I have always been thankful that my parents do not condone corporal punishment. The only time that I remember my father beating me was when I brought home 75% on both my math and Chinese literature final exams in second grade. I watched my father’s eyes turning red looking through my papers with many bright red cross marks. Through his clenched teeth, he told me that I better remember what he was about to do. He looked around himself for a weapon and pulled out two thin knitting sticks from a bundle of yarn and my mom’s half completed hand knit sweater. He raised his right arm high and swung it down at my side swiftly. It must have hit me because the sticks were immediately bent but I didn’t feel a thing. I cried my lungs out from fear. I had never seen my father in a fury like that. And my mom found her hand knit sweater fallen apart that evening.
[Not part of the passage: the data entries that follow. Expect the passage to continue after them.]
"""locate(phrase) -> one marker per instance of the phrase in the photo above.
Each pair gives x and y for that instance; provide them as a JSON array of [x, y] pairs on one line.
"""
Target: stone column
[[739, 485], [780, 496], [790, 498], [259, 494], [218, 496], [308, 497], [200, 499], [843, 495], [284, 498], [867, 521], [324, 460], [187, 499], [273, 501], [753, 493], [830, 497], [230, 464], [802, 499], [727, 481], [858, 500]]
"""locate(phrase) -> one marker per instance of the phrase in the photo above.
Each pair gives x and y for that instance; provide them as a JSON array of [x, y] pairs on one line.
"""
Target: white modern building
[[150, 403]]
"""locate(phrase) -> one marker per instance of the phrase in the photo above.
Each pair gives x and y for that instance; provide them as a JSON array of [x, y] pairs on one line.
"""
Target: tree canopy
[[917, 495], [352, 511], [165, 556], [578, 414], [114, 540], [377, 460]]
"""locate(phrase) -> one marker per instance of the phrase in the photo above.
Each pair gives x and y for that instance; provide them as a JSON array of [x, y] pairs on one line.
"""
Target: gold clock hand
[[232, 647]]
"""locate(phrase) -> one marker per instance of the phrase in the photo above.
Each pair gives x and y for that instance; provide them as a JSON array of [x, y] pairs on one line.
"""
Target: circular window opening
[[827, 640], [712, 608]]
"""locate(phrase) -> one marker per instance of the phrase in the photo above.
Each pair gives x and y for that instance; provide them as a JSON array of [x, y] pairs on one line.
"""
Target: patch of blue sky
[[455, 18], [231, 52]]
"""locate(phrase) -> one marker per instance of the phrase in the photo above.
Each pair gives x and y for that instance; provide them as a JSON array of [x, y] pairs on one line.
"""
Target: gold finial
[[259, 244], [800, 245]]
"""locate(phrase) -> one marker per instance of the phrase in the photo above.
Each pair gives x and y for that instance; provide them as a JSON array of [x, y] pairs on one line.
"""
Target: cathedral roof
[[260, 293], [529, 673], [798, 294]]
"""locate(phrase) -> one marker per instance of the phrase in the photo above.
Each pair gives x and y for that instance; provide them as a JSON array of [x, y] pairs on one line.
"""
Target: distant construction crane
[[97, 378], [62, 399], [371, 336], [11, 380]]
Sixth grade passed quickly. On a sunny day in early June in 1996, my school lobby was filled with kids and parents waiting for the final grades of the Middle School Entrance Exam to be posted. My mother was with me standing in that lobby. When the principal appeared in the lobby with a big smile on his face and a very long and thin paper in his hands, the sense of trepidation in the crowd was palpable even to a twelve year old boy. I felt strangely calm as if I hadn’t grasped the magnitude of the occasion: my life’s trajectory was about to be publicly announced. I watched the principal slapping thick white glue with a paintbrush onto one side of a square pillar in the center of the lobby and pressing the thin paper carefully onto the post. He turned around, face flushed in excitement and his hands clasped tightly in front of him, and announced, “We have seven students going to No. 4 middle school this year!” The crowd applauded thunderous to these words. The principal squeezed himself through the thickest part of the crowd receiving compliments, hand shakes and pats on his back. The crowd swarmed forward to inspect the list he left behind on the pillar. My mother and I waited for our turn to the front of the eager pack of parents and students. The list was long with tiny printed rank numbers, names, class numbers, student identification numbers, test scores in math and literature and middle school assignments. I scanned the list quickly and found my own name next to rank number 9 and middle school No. 10.